The architectural roof feature on top of Westpac Place has become a major part of the Sydney city skyline. This feature incorporates a weather beacon barometer, and is a key component of the overall composition of the project. The barometer is a particular response to 'place', and alludes to the maritime history of the precinct. In the late 18th and early 19th centuries, the site was at the harbour's edge, being the heart of Sydney's maritime trade, and was the principal trade route into the city centre.

The architectural roof feature comprises:
- Two metal clad base elements with the larger of the two capped by an internally illuminated white glass tower. The glass tower is 25 metres high and nine metres across.

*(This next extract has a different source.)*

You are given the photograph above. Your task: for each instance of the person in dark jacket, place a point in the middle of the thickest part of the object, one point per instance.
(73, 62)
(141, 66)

- Eight red LED illuminated bars (on the north and south faces of the white glass tower), the lowest representing 990 hPa, rising in 5 hPa increments to the top bar representing 1025 hPa. This provides real time information on barometric pressure changes. Generally low pressure indicates inclement weather and high pressure with good or clear weather (although this is not always the case). As the pressure rises or falls, the LED bars will appear to ripple in an upward or downward direction respectively. The illumination level of the LED bars and tower is controlled by a roof mounted photosensor. The LEDs will be brightest in the middle of the day, and will start to smoothly dim before dusk, and after darkness will reach a low illumination level.